Öyle bir sorun ki eşya at at bitmiyor. Hele bazı şeyleri hiç atamam, özellikle de bana verilmiş güzel ikinci el kıyafetleri asla atmaya kıyamam. İki çift ayakkabbı vardır belki beş senedir giymiyordum, daha yeni attım, baktım giyecek gibi değilim. Artık sadece spor ayakkabı giysem de topukluları atamadım, hepsine kıyamadım daha doğrusu. 

Kozmetikleri ver ver bitiremedim, paramı neye çarçur ettiğim ortada, yok o nemlendirici krem yok o doğal allık, gören de zanneder ki her gün makyaj yapıyorum, ne alakası var, belki ayda bir yapıyorum, ama yine de işte böyle bir saçmalık birikmiş her şey. 

Yemek tarifleri biriktiriyorum, yarınlar için, bir ara hepsini tek tek deniyordum. Artık onları da çok denediğim söylenemez. 
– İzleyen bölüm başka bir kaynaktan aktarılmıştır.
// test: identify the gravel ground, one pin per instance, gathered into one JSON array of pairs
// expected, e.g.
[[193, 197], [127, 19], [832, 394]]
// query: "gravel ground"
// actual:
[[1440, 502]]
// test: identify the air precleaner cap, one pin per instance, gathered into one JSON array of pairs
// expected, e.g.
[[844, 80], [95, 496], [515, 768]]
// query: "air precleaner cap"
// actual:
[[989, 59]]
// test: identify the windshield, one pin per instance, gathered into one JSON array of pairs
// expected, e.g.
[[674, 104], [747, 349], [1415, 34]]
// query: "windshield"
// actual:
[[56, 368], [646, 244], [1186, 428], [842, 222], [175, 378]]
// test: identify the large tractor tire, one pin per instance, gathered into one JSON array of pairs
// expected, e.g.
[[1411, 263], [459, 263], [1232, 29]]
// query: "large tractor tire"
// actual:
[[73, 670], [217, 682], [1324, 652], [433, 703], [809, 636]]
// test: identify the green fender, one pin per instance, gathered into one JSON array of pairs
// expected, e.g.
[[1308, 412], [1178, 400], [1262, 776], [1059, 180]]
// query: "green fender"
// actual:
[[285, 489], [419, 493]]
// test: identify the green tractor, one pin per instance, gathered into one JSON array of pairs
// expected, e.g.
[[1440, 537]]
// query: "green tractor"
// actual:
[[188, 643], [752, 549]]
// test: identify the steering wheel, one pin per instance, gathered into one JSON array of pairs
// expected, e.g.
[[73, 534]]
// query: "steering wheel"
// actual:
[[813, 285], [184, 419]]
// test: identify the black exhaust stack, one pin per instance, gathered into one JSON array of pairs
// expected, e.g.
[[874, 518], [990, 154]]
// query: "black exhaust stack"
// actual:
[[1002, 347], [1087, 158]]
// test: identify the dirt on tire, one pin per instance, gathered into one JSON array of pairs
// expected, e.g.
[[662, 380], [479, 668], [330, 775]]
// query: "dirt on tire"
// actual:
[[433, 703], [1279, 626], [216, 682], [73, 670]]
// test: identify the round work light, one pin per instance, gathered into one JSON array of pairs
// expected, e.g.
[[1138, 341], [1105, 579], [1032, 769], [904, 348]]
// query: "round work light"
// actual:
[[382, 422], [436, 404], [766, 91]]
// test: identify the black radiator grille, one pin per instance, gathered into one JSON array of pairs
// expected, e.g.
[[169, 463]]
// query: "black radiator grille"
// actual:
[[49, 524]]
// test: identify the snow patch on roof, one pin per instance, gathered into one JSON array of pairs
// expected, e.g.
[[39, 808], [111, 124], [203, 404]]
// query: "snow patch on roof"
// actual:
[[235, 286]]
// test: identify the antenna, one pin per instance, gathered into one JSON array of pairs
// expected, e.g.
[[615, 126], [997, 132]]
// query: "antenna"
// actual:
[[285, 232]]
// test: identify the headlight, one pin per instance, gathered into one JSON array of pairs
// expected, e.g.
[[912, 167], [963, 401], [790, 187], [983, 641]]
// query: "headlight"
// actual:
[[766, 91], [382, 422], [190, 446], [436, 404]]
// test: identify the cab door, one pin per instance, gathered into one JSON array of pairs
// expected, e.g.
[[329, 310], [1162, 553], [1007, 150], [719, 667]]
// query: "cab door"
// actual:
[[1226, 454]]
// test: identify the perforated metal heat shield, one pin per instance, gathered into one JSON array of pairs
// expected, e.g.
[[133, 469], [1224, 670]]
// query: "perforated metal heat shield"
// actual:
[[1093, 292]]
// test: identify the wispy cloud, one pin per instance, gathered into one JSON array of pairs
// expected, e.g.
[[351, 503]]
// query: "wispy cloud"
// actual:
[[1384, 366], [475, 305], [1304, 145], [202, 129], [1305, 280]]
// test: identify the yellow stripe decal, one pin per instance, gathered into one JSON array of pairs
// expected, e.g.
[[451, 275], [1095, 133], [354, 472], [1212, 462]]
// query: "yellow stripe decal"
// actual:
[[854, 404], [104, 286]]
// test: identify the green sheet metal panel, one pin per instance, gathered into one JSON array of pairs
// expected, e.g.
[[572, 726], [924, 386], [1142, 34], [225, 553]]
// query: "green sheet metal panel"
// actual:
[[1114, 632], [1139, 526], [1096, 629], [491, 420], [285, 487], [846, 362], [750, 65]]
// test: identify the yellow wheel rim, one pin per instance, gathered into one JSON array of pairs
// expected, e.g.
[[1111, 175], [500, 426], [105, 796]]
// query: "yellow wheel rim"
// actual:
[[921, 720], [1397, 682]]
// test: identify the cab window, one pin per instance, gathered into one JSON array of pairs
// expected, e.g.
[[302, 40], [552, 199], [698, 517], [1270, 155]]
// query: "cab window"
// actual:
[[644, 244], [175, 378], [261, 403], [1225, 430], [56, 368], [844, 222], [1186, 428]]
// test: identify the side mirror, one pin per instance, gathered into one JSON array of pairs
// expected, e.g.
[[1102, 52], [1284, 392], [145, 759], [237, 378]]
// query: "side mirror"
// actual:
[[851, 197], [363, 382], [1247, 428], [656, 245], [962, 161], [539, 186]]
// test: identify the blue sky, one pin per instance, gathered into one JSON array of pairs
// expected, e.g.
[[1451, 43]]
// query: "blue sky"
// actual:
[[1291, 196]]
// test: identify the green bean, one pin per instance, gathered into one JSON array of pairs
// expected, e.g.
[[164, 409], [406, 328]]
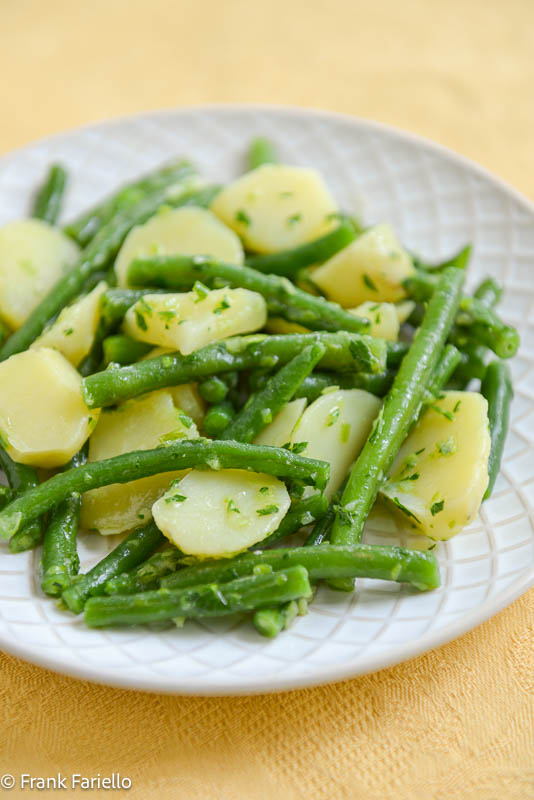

Bir ara suluboya malzemeleri biriktirdim, onların hepsini de kullanamadım. Belki saatlerce resim yapsam ancak kullanırım, deniyorum ama daha bir yere varamadım, zaten aylardır resim de yapmıyorum. Neyseki onlar zor bozulan şeyler, suluboya defterleri de cabası. Bir sürü almıştım yapacağım diye ama makale yazmaktan ve çalışmaktan ve işe alışmaktan ve koşturmaktan vakit bulamadım. Gönül istiyor ki daha düzenli gitsin hayat ve ben bol bol suluboya yapacak vakti de bulayım ama o da ayrı bir irade istiyor. Ayrı bir emek istiyor. 

Kartpostallar biriktirmişim, hem de ne çok sormayın gitsin, eskiden dostlara kart postallar gönderirdim doluca ve delice. Şimdilerde onu da yapmıyorum. Bir keresinde ağbime gönderdiğim bir suluboya kart postal kaybolmuştu o yüzden ben de korkmaya başladım göndermeye. Her şey çok geç gidiyordu. Vazgeçtim. Covid de girince araya bu tarz şeyleri göndermek daha da zor oldu. 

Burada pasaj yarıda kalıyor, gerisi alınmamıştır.